Fructose has been taking a beating in the media and among medical professionals for the past few years. A new study by researchers at St. Michael’s Hospital may have just thrown a wrench in the works for those naysayers against fructose.
So what is the big deal about fructose anyway? Fructose is a naturally occurring sugar that is found in fruits. A lot of focus has been placed lately on the influence of fructose intake and the rates of obesity. As one who grew up with the saying “an apple a day keeps the doctor away”, I have always been skeptical and a bit confused by this sudden attack on what seems to be a very benign substance. According to the senior author of this study, Dr. John Sievenpiper, he suggests “that the problem is likely one of overconsumption, not fructose.”
War on Fructose
So what started this attack on all things fructose? It seems that it stems mostly from one man’s research. His name is Dr. Robert Lustig, MD, UCSF Professor of Pediatrics in the Division of Endocrinology. He is a very passionate proponent of eliminating sugar, particularly fructose from the diet. His YouTube video Sugar: The Bitter Truth became a viral sensation and not only affected the common reader, but also found its way into hospital practice. Back in May, health blogger, David Despain, interviewed Dr. John Sievenpiper in Fate of Fructose: An Interview with Dr. David Sievenpiper. In this interview, Sievenpiper says, “ We had an endocrinologist here at our hospital at University of Toronto who was telling patients not to consume fruit because of the fructose content precisely because of all the commentaries, editorials, and reviews that Rob Lustig had been publishing.” That goes to show the amount of influence he’s had on this subject. Now it is worth noting, Sievenpiper has a great deal of respect for Lustig however, he feels his passion may be blinding him to the real data.
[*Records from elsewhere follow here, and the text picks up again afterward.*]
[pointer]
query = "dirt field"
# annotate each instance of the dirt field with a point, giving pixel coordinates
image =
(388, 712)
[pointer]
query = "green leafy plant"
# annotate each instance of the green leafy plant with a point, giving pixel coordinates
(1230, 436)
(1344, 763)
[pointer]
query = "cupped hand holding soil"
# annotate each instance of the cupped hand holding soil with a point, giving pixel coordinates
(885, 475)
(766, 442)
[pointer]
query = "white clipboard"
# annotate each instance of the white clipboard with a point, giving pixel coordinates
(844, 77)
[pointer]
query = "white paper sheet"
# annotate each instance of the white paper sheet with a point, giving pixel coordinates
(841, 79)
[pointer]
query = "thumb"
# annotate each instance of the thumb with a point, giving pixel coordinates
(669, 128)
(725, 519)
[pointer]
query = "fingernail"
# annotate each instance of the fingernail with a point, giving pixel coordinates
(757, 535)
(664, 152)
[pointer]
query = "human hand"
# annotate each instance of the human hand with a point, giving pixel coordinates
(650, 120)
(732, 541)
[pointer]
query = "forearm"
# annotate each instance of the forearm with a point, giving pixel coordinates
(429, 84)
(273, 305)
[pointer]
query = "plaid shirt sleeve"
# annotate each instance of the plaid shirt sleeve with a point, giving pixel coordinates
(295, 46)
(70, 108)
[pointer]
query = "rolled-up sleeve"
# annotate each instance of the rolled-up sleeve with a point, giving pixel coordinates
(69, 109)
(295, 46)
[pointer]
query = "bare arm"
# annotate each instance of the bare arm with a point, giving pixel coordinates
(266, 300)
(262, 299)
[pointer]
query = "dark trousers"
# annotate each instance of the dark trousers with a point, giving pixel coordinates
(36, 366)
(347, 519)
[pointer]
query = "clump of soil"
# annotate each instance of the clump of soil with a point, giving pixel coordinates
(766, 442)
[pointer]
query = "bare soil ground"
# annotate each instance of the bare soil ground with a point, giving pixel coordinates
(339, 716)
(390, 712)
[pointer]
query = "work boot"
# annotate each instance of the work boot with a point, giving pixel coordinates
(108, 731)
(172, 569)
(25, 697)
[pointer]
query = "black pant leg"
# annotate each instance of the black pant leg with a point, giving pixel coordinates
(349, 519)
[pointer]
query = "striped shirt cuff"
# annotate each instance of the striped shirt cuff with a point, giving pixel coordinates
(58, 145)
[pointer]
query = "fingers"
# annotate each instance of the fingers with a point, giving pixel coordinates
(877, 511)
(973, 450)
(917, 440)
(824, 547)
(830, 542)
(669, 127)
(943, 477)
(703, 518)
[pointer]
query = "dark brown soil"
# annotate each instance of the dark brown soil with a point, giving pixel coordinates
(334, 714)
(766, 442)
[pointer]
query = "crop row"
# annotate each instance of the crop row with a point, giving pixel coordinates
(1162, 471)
A Different View of the Data
Sievenpiper’s study reviewed 18 trials with 209 participants who had both Type 1 and 2 diabetes. Many previous assumptions about fructose in these studies came from animal data. Dr. Sievenpiper set out to study the human effects. In some of the reviews they actually found that fructose improved blood sugar control so much that it equaled what could be achieved with an oral antidiabetic drug.
“Attention needs to go back where it belongs, which is on the concept of moderation,” said Adrian Cozma, the lead author of the paper and a research assistant with Dr. Sievenpiper.
After reading this study, if appears that moderation is the key. Most of the negative effects attributed to fructose can actually be attributed to overeating. This information must be taken with caution, as the researchers suggest that longer studies are needed to get a better understanding.